C’est désormais devenu une banalité que de souligner les profondes mutations qu’a connu le référé liberté depuis son introduction, un peu contrainte et forcée, dans le contentieux administratif par la loi du 30 juin 2000.
Au bout de la première décennie de son exercice, les railleurs le surnommaient « référé Front National », parce que la majeure partie des décisions favorables rendues concernaient les refus de prêt de salle à cette formation politique, jugés porter une atteinte grave et manifestement illégale à une liberté fondamentale.
C’est d’abord l’habileté des plaideurs, ou de leurs représentants, avocats ou associations, qui a contribué à faire évoluer les choses : on se souvient de cette décision de 2012 rendue à la requête de l’observatoire des prisons, imposant à l’administration de « prendre les mesures nécessaires » pour assurer la dératisation et la désinsectisation de la prison des Baumettes (CE, ord., 22 déc. 2012, n° 364584). Elle est tout à fait caractéristique de la « montée en intensité » du référé liberté par l’exploration de séries de mesures considérables demandées au juge.
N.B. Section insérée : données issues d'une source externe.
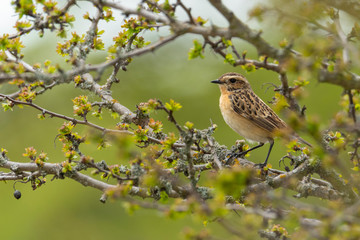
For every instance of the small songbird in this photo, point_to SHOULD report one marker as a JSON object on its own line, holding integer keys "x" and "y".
{"x": 248, "y": 115}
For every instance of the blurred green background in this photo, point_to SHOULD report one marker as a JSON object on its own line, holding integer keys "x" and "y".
{"x": 65, "y": 209}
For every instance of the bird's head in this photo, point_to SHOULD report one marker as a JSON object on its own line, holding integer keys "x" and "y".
{"x": 232, "y": 82}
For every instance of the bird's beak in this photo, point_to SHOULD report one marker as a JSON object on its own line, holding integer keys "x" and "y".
{"x": 217, "y": 81}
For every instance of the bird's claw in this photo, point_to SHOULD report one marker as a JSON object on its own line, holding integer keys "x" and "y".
{"x": 260, "y": 165}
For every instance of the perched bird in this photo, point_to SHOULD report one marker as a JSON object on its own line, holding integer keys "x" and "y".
{"x": 248, "y": 115}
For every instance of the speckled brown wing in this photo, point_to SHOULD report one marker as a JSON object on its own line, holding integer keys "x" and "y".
{"x": 250, "y": 106}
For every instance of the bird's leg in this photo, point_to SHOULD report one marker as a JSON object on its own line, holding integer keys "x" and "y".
{"x": 262, "y": 165}
{"x": 235, "y": 155}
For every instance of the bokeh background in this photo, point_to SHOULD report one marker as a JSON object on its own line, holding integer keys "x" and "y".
{"x": 65, "y": 209}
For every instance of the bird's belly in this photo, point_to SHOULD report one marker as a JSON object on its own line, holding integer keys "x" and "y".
{"x": 245, "y": 127}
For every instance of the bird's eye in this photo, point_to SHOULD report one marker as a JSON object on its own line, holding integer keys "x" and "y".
{"x": 232, "y": 80}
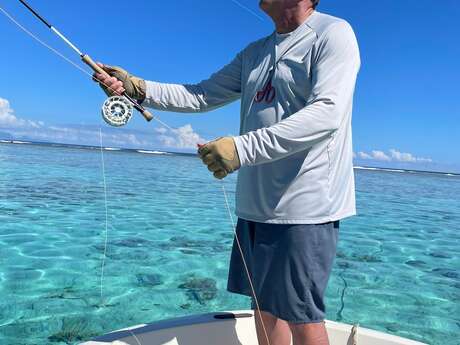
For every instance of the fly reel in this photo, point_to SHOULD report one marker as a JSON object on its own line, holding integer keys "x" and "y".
{"x": 117, "y": 111}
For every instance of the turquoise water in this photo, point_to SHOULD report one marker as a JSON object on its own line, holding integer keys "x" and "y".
{"x": 169, "y": 237}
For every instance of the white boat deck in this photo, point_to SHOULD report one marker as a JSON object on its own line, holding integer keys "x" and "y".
{"x": 230, "y": 328}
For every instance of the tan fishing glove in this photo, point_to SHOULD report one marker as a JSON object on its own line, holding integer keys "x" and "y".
{"x": 220, "y": 156}
{"x": 134, "y": 86}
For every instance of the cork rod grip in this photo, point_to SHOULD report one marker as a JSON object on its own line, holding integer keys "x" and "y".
{"x": 87, "y": 60}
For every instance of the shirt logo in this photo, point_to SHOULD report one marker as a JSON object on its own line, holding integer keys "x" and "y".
{"x": 267, "y": 94}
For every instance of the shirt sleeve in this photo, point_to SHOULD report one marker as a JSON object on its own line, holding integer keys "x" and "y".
{"x": 335, "y": 64}
{"x": 220, "y": 89}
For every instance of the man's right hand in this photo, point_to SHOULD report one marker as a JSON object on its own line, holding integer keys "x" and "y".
{"x": 118, "y": 81}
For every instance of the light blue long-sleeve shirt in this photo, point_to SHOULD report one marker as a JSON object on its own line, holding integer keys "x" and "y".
{"x": 295, "y": 142}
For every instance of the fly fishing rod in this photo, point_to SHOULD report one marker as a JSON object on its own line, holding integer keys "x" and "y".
{"x": 116, "y": 110}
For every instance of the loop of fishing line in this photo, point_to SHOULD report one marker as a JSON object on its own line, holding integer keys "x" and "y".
{"x": 117, "y": 111}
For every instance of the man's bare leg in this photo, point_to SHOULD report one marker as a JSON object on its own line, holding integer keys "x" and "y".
{"x": 309, "y": 333}
{"x": 277, "y": 330}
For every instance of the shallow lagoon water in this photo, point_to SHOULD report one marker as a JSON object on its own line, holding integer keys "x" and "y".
{"x": 169, "y": 238}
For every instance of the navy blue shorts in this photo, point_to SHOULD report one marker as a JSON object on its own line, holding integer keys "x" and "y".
{"x": 289, "y": 267}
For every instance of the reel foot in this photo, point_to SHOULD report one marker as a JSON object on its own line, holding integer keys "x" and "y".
{"x": 117, "y": 111}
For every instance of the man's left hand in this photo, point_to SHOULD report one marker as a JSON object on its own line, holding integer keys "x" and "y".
{"x": 220, "y": 156}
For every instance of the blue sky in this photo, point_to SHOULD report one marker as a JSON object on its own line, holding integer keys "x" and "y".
{"x": 407, "y": 105}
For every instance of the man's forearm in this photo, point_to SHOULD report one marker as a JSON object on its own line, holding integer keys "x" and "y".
{"x": 297, "y": 133}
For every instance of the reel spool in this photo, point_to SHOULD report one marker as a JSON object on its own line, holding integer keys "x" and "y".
{"x": 117, "y": 111}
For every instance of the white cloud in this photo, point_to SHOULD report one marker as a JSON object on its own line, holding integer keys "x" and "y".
{"x": 393, "y": 156}
{"x": 380, "y": 156}
{"x": 183, "y": 137}
{"x": 408, "y": 157}
{"x": 180, "y": 138}
{"x": 9, "y": 120}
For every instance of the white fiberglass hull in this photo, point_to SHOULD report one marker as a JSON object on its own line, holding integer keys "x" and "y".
{"x": 229, "y": 328}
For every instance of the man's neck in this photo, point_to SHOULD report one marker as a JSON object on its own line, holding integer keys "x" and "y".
{"x": 290, "y": 19}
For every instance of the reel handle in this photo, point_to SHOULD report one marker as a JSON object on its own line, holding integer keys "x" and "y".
{"x": 96, "y": 68}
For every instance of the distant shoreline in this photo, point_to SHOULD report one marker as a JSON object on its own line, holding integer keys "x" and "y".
{"x": 161, "y": 152}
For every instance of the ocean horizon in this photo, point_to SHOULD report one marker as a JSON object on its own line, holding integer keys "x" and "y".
{"x": 184, "y": 153}
{"x": 169, "y": 236}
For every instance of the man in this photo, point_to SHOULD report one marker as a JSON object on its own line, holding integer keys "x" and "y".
{"x": 294, "y": 155}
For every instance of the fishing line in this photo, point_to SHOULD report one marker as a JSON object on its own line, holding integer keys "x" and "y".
{"x": 248, "y": 9}
{"x": 244, "y": 262}
{"x": 106, "y": 210}
{"x": 14, "y": 21}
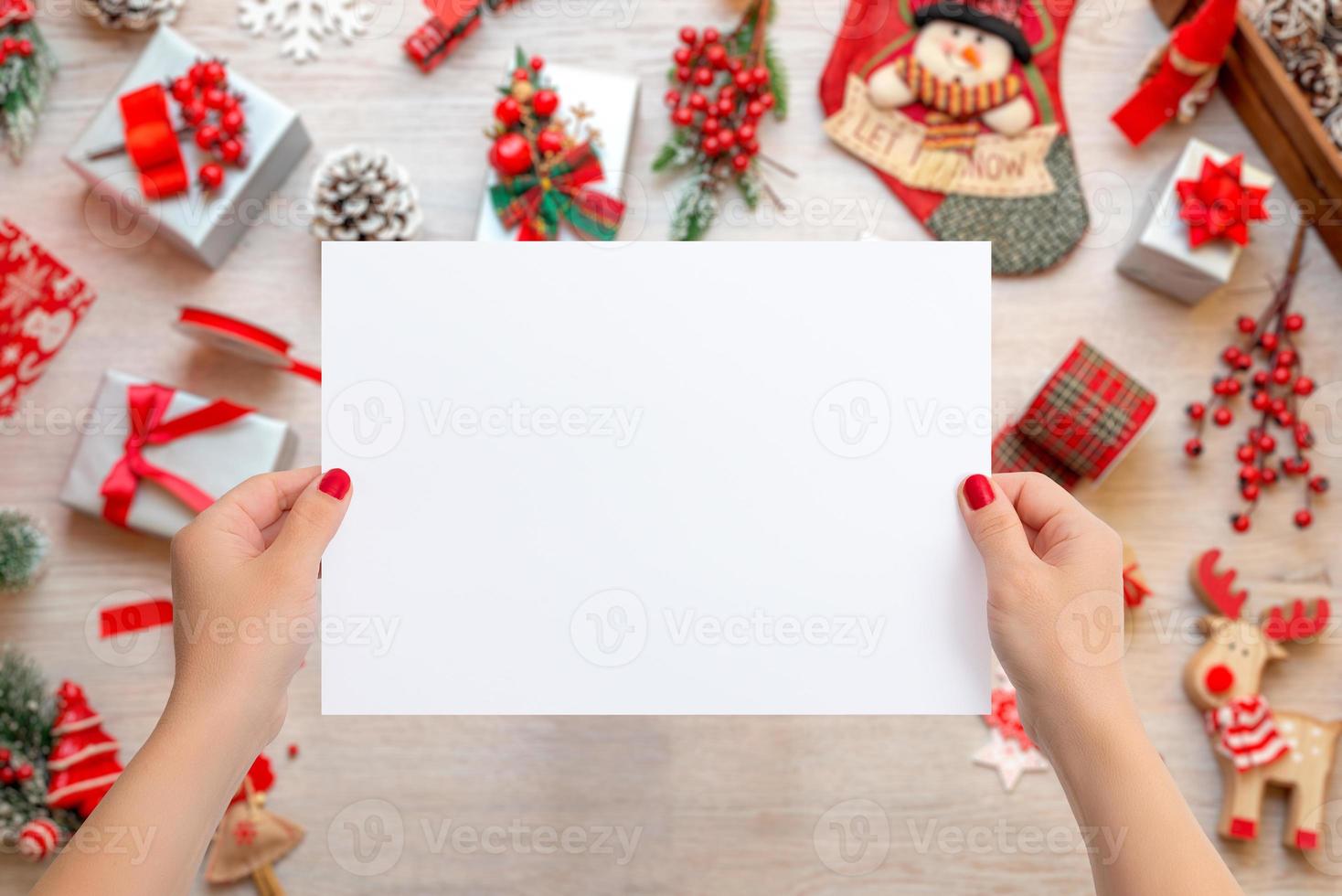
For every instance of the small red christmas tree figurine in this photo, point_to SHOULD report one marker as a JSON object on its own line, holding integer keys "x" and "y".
{"x": 83, "y": 760}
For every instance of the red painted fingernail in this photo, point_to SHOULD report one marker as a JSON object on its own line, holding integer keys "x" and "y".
{"x": 336, "y": 483}
{"x": 978, "y": 491}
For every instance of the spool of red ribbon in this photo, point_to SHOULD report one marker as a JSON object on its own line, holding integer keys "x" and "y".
{"x": 152, "y": 143}
{"x": 244, "y": 339}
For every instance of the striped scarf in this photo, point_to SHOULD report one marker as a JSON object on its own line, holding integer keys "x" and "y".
{"x": 955, "y": 100}
{"x": 1248, "y": 732}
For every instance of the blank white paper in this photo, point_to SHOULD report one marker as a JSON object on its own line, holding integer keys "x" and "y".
{"x": 655, "y": 478}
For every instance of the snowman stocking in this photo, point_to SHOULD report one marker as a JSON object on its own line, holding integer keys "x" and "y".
{"x": 955, "y": 106}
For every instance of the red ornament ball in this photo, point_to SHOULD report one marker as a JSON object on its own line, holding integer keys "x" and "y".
{"x": 211, "y": 176}
{"x": 207, "y": 135}
{"x": 545, "y": 102}
{"x": 549, "y": 143}
{"x": 507, "y": 112}
{"x": 512, "y": 155}
{"x": 231, "y": 151}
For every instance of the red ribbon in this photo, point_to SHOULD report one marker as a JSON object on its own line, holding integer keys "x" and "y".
{"x": 148, "y": 404}
{"x": 152, "y": 143}
{"x": 134, "y": 617}
{"x": 1219, "y": 204}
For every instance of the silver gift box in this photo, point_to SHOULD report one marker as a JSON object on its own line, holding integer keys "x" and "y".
{"x": 1158, "y": 254}
{"x": 204, "y": 226}
{"x": 214, "y": 460}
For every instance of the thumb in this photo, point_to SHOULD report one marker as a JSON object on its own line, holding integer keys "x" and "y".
{"x": 994, "y": 525}
{"x": 314, "y": 519}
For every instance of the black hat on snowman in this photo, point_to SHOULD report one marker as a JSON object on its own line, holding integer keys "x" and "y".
{"x": 998, "y": 17}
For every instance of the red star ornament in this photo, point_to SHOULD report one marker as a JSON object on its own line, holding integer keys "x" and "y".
{"x": 1218, "y": 204}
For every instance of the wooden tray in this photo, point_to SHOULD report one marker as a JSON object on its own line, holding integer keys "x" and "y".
{"x": 1278, "y": 115}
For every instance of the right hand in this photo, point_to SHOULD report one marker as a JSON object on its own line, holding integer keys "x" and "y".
{"x": 1055, "y": 599}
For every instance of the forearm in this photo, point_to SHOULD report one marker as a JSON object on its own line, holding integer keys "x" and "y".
{"x": 1147, "y": 840}
{"x": 163, "y": 810}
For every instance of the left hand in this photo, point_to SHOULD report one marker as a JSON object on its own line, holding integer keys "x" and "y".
{"x": 244, "y": 596}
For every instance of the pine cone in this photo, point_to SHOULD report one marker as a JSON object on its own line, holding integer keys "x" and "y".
{"x": 136, "y": 15}
{"x": 363, "y": 195}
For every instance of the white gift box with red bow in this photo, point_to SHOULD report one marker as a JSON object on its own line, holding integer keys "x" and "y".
{"x": 211, "y": 460}
{"x": 1158, "y": 254}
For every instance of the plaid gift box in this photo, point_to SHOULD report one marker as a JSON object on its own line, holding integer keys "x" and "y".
{"x": 1087, "y": 413}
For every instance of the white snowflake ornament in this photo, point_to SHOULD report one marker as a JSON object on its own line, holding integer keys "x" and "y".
{"x": 303, "y": 25}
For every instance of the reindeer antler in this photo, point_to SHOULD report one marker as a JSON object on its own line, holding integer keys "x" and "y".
{"x": 1215, "y": 589}
{"x": 1299, "y": 625}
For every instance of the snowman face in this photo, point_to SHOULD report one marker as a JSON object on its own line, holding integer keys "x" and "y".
{"x": 961, "y": 52}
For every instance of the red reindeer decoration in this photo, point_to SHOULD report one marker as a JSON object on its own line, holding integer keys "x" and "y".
{"x": 1255, "y": 744}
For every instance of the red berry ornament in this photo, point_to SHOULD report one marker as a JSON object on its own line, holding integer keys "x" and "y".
{"x": 549, "y": 141}
{"x": 545, "y": 102}
{"x": 512, "y": 155}
{"x": 211, "y": 176}
{"x": 507, "y": 112}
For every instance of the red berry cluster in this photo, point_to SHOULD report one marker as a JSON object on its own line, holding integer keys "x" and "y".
{"x": 1275, "y": 388}
{"x": 527, "y": 128}
{"x": 721, "y": 97}
{"x": 11, "y": 774}
{"x": 15, "y": 48}
{"x": 217, "y": 117}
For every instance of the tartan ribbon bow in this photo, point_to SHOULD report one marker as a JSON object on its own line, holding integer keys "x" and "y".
{"x": 148, "y": 404}
{"x": 152, "y": 143}
{"x": 538, "y": 201}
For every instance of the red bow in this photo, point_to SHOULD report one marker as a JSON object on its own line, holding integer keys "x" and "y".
{"x": 1219, "y": 204}
{"x": 14, "y": 11}
{"x": 146, "y": 405}
{"x": 152, "y": 143}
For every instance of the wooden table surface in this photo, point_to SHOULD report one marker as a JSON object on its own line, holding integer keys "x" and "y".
{"x": 719, "y": 805}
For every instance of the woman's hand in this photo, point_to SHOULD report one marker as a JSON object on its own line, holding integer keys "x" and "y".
{"x": 244, "y": 596}
{"x": 1055, "y": 599}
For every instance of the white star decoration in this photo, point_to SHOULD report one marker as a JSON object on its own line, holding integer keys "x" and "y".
{"x": 1006, "y": 754}
{"x": 1009, "y": 760}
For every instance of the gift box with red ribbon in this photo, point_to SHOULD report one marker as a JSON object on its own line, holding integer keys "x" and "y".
{"x": 1080, "y": 424}
{"x": 40, "y": 304}
{"x": 152, "y": 456}
{"x": 1196, "y": 224}
{"x": 188, "y": 149}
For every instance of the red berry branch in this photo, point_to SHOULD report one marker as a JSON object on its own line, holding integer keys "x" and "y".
{"x": 217, "y": 117}
{"x": 1279, "y": 439}
{"x": 722, "y": 86}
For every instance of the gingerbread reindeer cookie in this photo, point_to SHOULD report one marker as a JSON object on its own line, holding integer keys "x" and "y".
{"x": 1256, "y": 744}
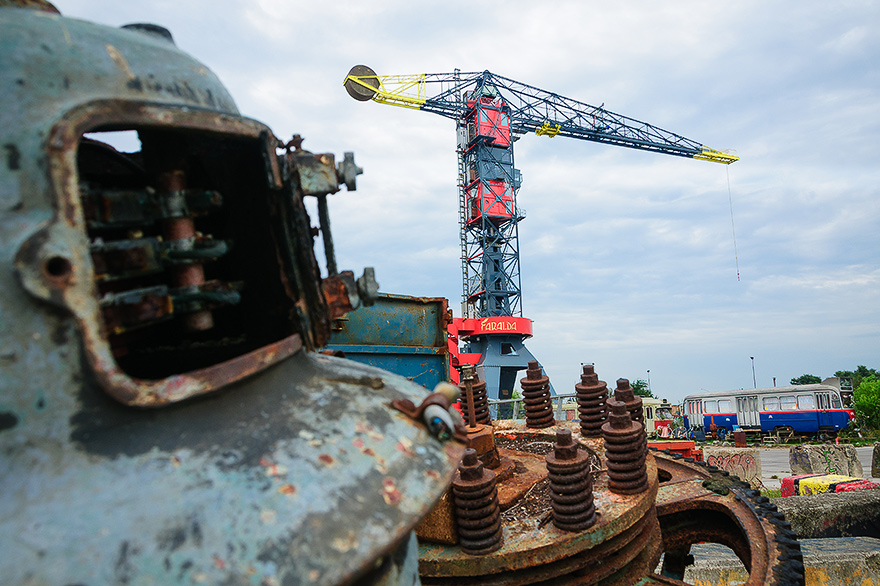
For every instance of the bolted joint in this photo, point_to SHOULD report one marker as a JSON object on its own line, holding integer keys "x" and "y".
{"x": 343, "y": 293}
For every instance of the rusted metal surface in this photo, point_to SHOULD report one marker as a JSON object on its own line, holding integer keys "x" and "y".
{"x": 257, "y": 484}
{"x": 477, "y": 516}
{"x": 571, "y": 484}
{"x": 479, "y": 403}
{"x": 534, "y": 549}
{"x": 591, "y": 396}
{"x": 698, "y": 503}
{"x": 625, "y": 449}
{"x": 536, "y": 397}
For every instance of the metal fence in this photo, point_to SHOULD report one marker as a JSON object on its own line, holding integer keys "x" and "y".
{"x": 511, "y": 409}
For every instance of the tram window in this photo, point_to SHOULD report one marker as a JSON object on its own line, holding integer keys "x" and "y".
{"x": 771, "y": 403}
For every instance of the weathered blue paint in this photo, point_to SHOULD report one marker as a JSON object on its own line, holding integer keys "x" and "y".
{"x": 402, "y": 334}
{"x": 299, "y": 472}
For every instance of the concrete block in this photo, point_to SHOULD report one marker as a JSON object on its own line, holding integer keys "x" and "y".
{"x": 875, "y": 461}
{"x": 825, "y": 459}
{"x": 845, "y": 514}
{"x": 853, "y": 561}
{"x": 742, "y": 462}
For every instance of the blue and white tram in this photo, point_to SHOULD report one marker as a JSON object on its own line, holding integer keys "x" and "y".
{"x": 801, "y": 408}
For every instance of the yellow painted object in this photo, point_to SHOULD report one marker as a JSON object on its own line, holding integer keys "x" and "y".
{"x": 821, "y": 484}
{"x": 716, "y": 156}
{"x": 395, "y": 90}
{"x": 548, "y": 130}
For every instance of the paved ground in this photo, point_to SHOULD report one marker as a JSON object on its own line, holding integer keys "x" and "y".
{"x": 774, "y": 462}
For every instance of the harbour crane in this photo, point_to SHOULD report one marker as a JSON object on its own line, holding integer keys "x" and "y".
{"x": 492, "y": 112}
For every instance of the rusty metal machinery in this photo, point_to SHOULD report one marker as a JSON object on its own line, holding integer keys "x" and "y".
{"x": 637, "y": 531}
{"x": 163, "y": 419}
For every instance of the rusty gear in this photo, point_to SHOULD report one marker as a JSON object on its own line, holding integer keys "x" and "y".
{"x": 571, "y": 485}
{"x": 477, "y": 515}
{"x": 536, "y": 397}
{"x": 625, "y": 449}
{"x": 592, "y": 395}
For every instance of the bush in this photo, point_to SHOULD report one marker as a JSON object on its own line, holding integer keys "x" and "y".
{"x": 866, "y": 402}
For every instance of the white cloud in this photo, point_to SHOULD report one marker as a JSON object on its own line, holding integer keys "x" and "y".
{"x": 627, "y": 257}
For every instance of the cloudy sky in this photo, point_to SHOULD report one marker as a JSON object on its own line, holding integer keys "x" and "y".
{"x": 628, "y": 258}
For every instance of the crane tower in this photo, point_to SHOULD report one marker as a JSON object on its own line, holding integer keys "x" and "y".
{"x": 491, "y": 112}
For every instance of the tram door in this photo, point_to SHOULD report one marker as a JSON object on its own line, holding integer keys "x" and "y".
{"x": 823, "y": 405}
{"x": 747, "y": 411}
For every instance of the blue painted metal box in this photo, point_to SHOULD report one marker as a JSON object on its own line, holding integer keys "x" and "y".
{"x": 402, "y": 334}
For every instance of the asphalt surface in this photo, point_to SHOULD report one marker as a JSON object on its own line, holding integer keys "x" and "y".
{"x": 774, "y": 462}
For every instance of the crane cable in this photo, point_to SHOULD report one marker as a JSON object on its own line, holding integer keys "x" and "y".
{"x": 732, "y": 226}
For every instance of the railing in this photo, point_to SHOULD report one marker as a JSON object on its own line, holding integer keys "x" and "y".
{"x": 559, "y": 400}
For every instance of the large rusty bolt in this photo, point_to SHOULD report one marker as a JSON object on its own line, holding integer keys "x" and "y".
{"x": 481, "y": 398}
{"x": 536, "y": 397}
{"x": 633, "y": 402}
{"x": 475, "y": 499}
{"x": 625, "y": 450}
{"x": 571, "y": 485}
{"x": 591, "y": 397}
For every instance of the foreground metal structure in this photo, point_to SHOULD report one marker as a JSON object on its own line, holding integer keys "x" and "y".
{"x": 163, "y": 418}
{"x": 579, "y": 508}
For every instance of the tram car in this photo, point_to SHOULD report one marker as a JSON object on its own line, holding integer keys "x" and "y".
{"x": 804, "y": 409}
{"x": 658, "y": 418}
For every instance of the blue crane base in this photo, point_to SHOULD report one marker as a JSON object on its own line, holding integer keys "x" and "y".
{"x": 502, "y": 357}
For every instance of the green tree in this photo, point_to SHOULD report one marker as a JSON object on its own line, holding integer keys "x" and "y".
{"x": 806, "y": 379}
{"x": 640, "y": 388}
{"x": 861, "y": 372}
{"x": 866, "y": 401}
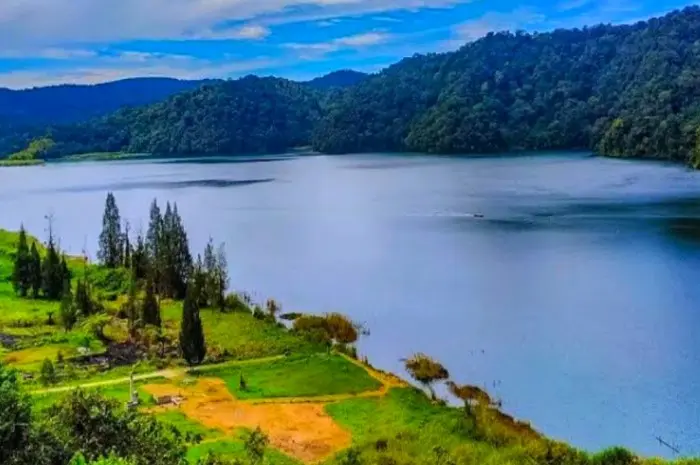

Mais le juge lui-même s’est ensuite inscrit dans cette dynamique du référé liberté. La première décision Vincent Lambert (CE, ass., ord., 4 févr. 2014, n° 375081, 375090, 375091) marque sans doute une inflexion majeure : rendue après une décision avant dire droit ordonnant une expertise qui dura plusieurs mois, rendue dans la formation collégiale la plus solennelle du Conseil d’État, alors qu’en principe le juge des référés statue seul et dans un délai très bref elle manifeste que le référé liberté est devenu un outil permettant au juge de statuer très vite sur des questions de fond avec des pouvoirs bien souvent plus étendus que ceux dont il disposerait dans le cadre d’un recours en annulation .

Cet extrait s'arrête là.